Bagi Asma dan Lama, Fatima bukan sekadar jurnalis. Ia adalah saksi, pencerita, dan simbol perlawanan. Lewat lensanya, dunia dapat melihat apa arti menjadi manusia di tengah pengepungan.

Fatima tewas saat gelombang baru serangan Israel menyasar permukiman warga di Gaza City.

Meski militer Israel mengklaim hanya menargetkan infrastruktur militan, laporan dari berbagai lembaga hak asasi manusia menyatakan bahwa korban sipil terus berjatuhan, termasuk keluarga yang terkubur di rumah mereka sendiri.

“Kasus Fatima menunjukkan betapa nyawanya terancam setiap hari bagi jurnalis di Gaza. Pekerja media harus dilindungi, bukan dijadikan sasaran,” demikian pernyataan Kantor Media Pemerintah Gaza.

Sejak dimulainya perang pada 7 Oktober 2023, sekitar 212 jurnalis Palestina telah terbunuh, sebagian besar akibat serangan udara langsung, menurut data dari Pusat Perlindungan Jurnalis Palestina.

“Kematian Fatima merupakan kehilangan besar bagi komunitas media Gaza. Ia mendedikasikan hidupnya untuk menangkap dimensi kemanusiaan dari perang ini,” tulis pusat tersebut dalam pernyataannya.

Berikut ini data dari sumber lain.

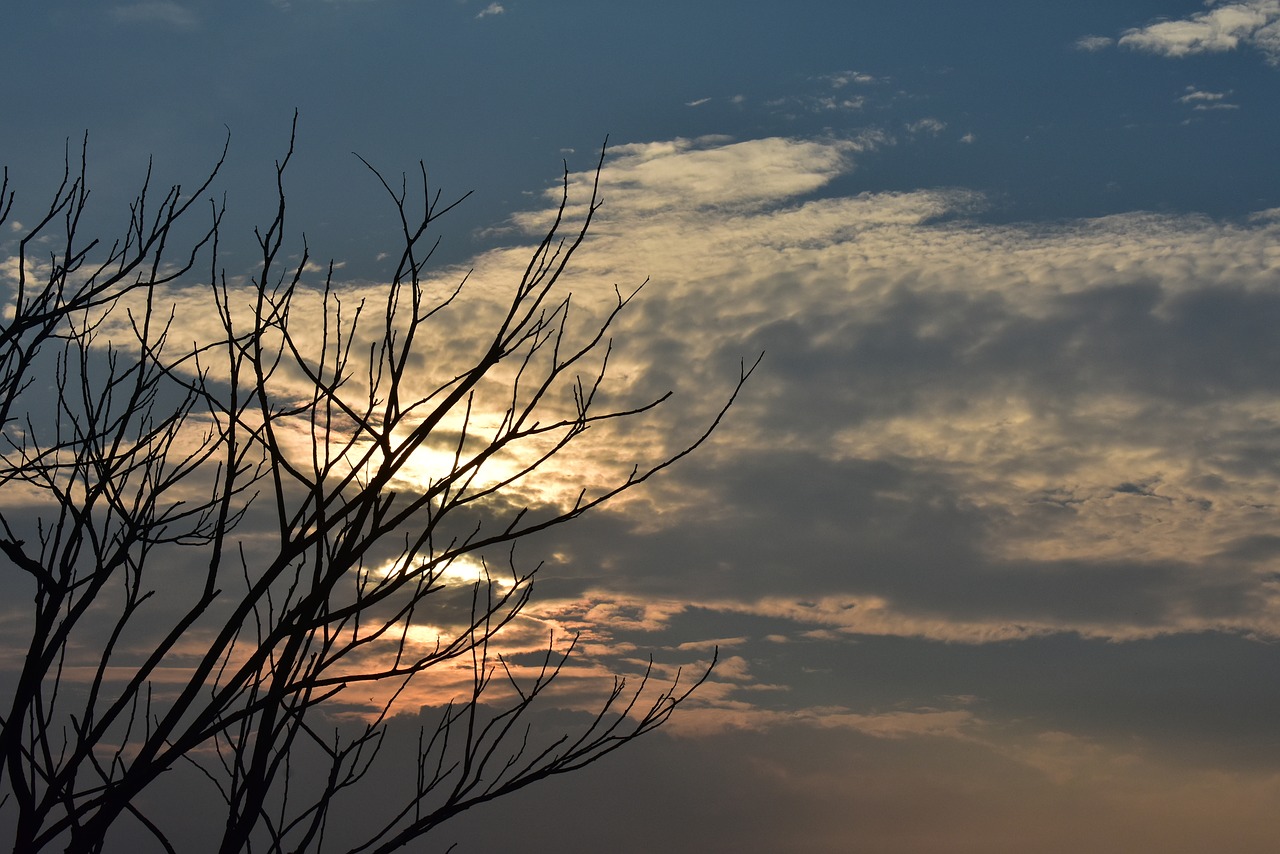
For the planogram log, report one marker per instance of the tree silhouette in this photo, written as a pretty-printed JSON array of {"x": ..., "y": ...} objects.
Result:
[{"x": 222, "y": 542}]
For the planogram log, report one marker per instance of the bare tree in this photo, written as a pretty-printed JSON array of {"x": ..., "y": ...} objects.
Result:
[{"x": 220, "y": 542}]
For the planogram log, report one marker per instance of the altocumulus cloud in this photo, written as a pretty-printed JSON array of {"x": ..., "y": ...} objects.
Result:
[{"x": 1226, "y": 26}]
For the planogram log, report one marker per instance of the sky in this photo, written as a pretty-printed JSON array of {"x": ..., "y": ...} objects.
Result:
[{"x": 990, "y": 544}]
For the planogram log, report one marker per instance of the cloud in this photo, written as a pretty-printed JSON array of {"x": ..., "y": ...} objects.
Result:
[
  {"x": 972, "y": 447},
  {"x": 1202, "y": 100},
  {"x": 158, "y": 12},
  {"x": 1255, "y": 23},
  {"x": 928, "y": 124},
  {"x": 1093, "y": 44}
]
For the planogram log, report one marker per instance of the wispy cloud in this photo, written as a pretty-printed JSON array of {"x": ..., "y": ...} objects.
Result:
[
  {"x": 1093, "y": 44},
  {"x": 1201, "y": 100},
  {"x": 1255, "y": 23},
  {"x": 158, "y": 12}
]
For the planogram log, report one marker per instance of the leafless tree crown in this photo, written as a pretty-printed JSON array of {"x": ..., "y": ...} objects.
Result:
[{"x": 204, "y": 529}]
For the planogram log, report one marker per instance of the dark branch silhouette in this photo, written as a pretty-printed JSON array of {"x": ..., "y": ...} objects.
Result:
[{"x": 220, "y": 540}]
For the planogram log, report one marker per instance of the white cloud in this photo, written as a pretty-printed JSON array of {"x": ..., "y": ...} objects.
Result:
[
  {"x": 1255, "y": 23},
  {"x": 927, "y": 124},
  {"x": 1093, "y": 44},
  {"x": 156, "y": 12},
  {"x": 1203, "y": 100}
]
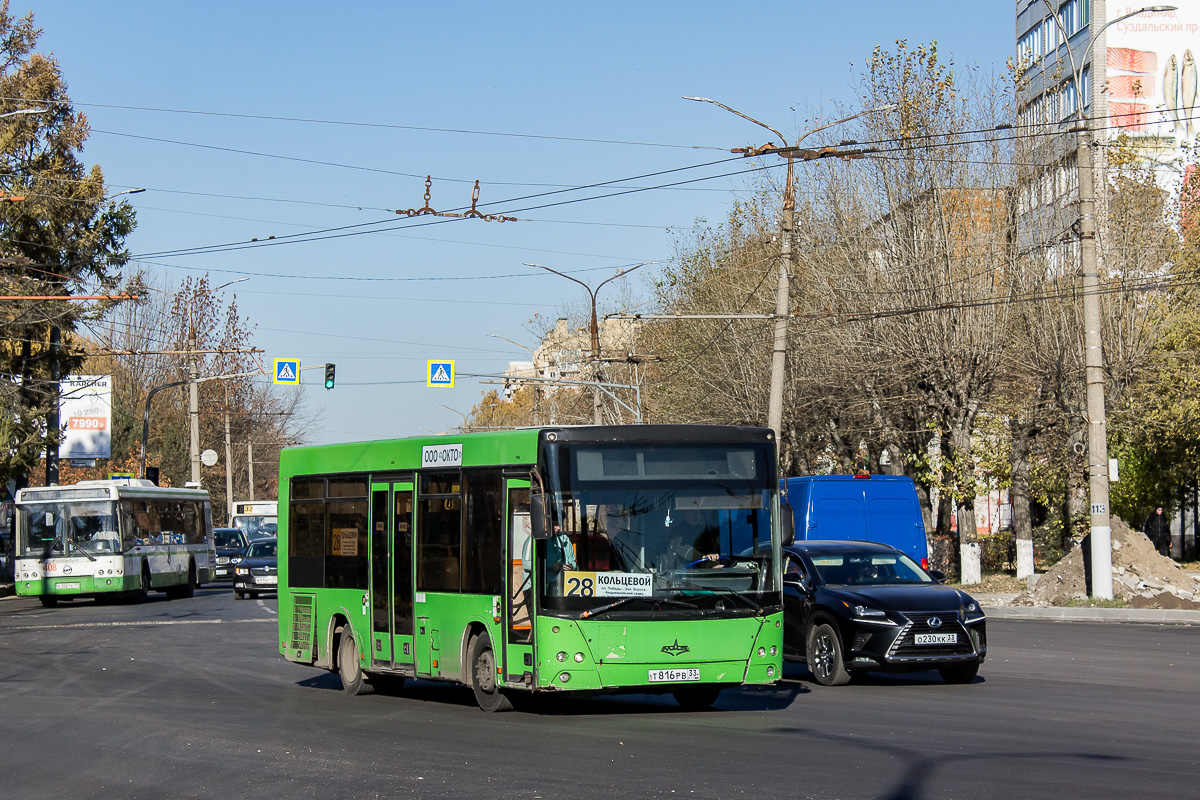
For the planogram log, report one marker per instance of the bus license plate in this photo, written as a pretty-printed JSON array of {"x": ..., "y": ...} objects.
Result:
[
  {"x": 936, "y": 638},
  {"x": 670, "y": 675}
]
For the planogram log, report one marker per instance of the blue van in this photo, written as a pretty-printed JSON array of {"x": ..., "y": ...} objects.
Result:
[{"x": 869, "y": 507}]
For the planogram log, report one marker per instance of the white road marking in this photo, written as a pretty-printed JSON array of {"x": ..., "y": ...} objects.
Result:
[{"x": 138, "y": 624}]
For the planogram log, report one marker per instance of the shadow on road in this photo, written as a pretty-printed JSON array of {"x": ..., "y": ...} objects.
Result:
[
  {"x": 741, "y": 698},
  {"x": 801, "y": 675}
]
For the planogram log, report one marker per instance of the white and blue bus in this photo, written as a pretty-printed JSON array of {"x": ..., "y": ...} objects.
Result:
[{"x": 121, "y": 537}]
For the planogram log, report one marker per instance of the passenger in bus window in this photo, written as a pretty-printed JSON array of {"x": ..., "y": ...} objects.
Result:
[{"x": 691, "y": 539}]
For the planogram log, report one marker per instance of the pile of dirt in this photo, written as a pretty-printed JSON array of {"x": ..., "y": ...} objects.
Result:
[{"x": 1140, "y": 576}]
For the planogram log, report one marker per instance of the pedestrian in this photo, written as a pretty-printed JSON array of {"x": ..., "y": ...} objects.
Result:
[{"x": 1158, "y": 530}]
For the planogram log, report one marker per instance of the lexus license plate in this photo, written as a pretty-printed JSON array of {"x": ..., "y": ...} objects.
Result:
[
  {"x": 935, "y": 638},
  {"x": 670, "y": 675}
]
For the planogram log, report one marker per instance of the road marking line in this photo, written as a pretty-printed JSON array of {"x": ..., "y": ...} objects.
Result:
[{"x": 177, "y": 621}]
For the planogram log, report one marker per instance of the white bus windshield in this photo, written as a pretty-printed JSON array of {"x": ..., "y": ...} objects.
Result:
[
  {"x": 61, "y": 528},
  {"x": 689, "y": 524}
]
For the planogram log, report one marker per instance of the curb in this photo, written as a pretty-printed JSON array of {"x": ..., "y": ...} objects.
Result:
[{"x": 1155, "y": 615}]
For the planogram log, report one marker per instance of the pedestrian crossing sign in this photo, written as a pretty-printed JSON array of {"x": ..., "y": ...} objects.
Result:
[
  {"x": 441, "y": 373},
  {"x": 287, "y": 371}
]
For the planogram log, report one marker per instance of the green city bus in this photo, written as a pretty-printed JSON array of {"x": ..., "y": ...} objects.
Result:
[
  {"x": 121, "y": 537},
  {"x": 556, "y": 559}
]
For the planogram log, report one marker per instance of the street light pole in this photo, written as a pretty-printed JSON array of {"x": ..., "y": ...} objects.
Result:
[
  {"x": 1093, "y": 355},
  {"x": 193, "y": 390},
  {"x": 786, "y": 224},
  {"x": 594, "y": 330}
]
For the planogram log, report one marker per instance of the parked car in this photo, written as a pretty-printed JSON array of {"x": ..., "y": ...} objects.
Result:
[
  {"x": 859, "y": 607},
  {"x": 231, "y": 543},
  {"x": 865, "y": 507},
  {"x": 258, "y": 570}
]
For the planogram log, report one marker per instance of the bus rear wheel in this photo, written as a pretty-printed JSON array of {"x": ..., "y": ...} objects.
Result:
[
  {"x": 353, "y": 680},
  {"x": 483, "y": 675}
]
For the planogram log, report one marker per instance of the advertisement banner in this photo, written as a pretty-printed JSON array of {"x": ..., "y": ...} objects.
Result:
[
  {"x": 1151, "y": 79},
  {"x": 85, "y": 410}
]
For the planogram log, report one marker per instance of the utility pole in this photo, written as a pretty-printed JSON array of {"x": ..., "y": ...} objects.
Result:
[
  {"x": 786, "y": 224},
  {"x": 52, "y": 415},
  {"x": 1101, "y": 555},
  {"x": 597, "y": 409},
  {"x": 250, "y": 469},
  {"x": 193, "y": 403},
  {"x": 228, "y": 470}
]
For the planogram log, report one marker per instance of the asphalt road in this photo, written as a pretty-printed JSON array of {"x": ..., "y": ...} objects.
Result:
[{"x": 190, "y": 699}]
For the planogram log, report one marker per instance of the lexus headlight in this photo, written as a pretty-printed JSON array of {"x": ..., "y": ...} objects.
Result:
[
  {"x": 970, "y": 609},
  {"x": 868, "y": 614}
]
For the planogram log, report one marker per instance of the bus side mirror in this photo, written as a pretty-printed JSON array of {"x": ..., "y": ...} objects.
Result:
[{"x": 539, "y": 528}]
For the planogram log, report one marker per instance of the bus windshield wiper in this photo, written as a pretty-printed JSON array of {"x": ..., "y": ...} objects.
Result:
[
  {"x": 609, "y": 607},
  {"x": 81, "y": 549},
  {"x": 731, "y": 593}
]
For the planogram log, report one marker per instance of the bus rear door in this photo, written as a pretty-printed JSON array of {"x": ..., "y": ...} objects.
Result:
[{"x": 391, "y": 573}]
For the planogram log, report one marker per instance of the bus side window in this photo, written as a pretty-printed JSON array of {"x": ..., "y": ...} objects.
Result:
[
  {"x": 439, "y": 533},
  {"x": 483, "y": 535}
]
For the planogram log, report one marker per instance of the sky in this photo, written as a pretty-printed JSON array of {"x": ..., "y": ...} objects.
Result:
[{"x": 313, "y": 122}]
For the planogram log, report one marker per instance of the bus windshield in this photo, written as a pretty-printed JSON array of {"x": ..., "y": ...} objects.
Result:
[
  {"x": 670, "y": 528},
  {"x": 257, "y": 527},
  {"x": 61, "y": 528}
]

Mereka menyoroti Resolusi Dewan Keamanan Perserikatan Bangsa-Bangsa (PBB) No. 2222 yang menegaskan pentingnya perlindungan terhadap jurnalis dalam konflik bersenjata.

Namun, di Gaza, ketentuan itu kerap diabaikan.

“Setiap nama dalam daftar jurnalis kami adalah suara yang dibungkam. Nama Fatima Hassouna tak akan dilupakan—oleh Gaza, dan oleh dunia,” pungkasnya.